LinuxQuestions.org

LinuxQuestions.org (/questions/)
-   Linux - Networking (https://www.linuxquestions.org/questions/linux-networking-3/)
-   -   Network problems under high load which causes high CPU usage in processes using network (https://www.linuxquestions.org/questions/linux-networking-3/network-problems-under-high-load-which-causes-high-cpu-usage-in-processes-using-network-4175698807/)

arivo 08-06-2021 09:59 AM

Network problems under high load which causes high CPU usage in processes using network
 
Hello,

we found a very strange problem. We are running Neural Networks on images from cameras on our Intel NUCs and also have some communication with other PCs and to our servers.

When processing too many images the NUC becomes too hot and starts to reduce the CPU clock and there the strange behavior starts. In this state we get network disconnects and other network problems, though the high workload is mainly because of the GPU and to a lesser extend the CPU. And while other processes continue normally (only slightly higher CPU usage), processes using the network start to use much more CPU (a service which only forwards messages from and to another PC suddenly uses 30% CPU instead of 3% in normal circumstances).

Does anyone know why the high workload has such an impact on the network communication? And is there something we can do to reduce the problem?

Thanks,
Thomas

berndbausch 08-07-2021 09:00 AM

I am sure someone who knows the application well can provide a solid explanation. All others can only make idle speculations. Here is my speculation: Could it be that more network traffic is generated when the workload gets higher? Could the relation between workload and traffic volume be non-linear?

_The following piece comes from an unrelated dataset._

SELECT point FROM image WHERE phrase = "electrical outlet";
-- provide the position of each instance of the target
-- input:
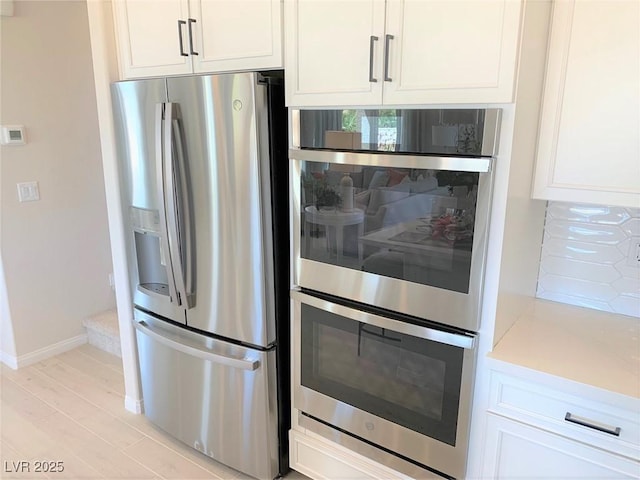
(634, 252)
(28, 192)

An obvious solution is to limit the image processing. A better solution is to change the application's configuration, but again, one needs to know the application to do that.

arivo 08-09-2021 03:21 AM

Ok, maybe you need more details about the problem and our setup.
We are running multiple services, each in a Docker container. There are services reading images from the camera's video stream and running Neural Networks (let's call them service A), services doing some processing without use of network (service B), a service communicating with other PCs over Ethernet (service C) and services communicating with hardware over Ethernet (not much data is transmitted) (service D). Only services A do a lot of processing, the other services need less then 3% CPU usage in normal circumstances.

When the PC becomes too hot and thermal throttling starts, the following impact on the services can be observed:
services A: The throughput of images goes down and also less images are read from the video stream. This makes sense as there is not enough processing power available anymore.
services B: No impact, as they do not need much processing power.
service C: This service usually has a CPU usage of about 3%. However after thermal throttling the CPU usage increases to over 30%. This services reads messages from a zmq message queue working over TCP with a few hundred messages per second (each message < 1kB)
services D: These services run still mostly normal, however we observe a lot more reconnects during thermal throttling, even where we usually have a perfect connection with no reconnects at all in normal circumstances.

So the higher workload caused by the thermal throttling has side effects on the stability of connections over Ethernet and also the CPU usage of services using the network dramatically increases, even as the network traffic does not increase or even is reduced.

I will try to create a minimal setup which reproduces the problem but this might take a while.


All times are GMT -5. The time now is 12:10 AM.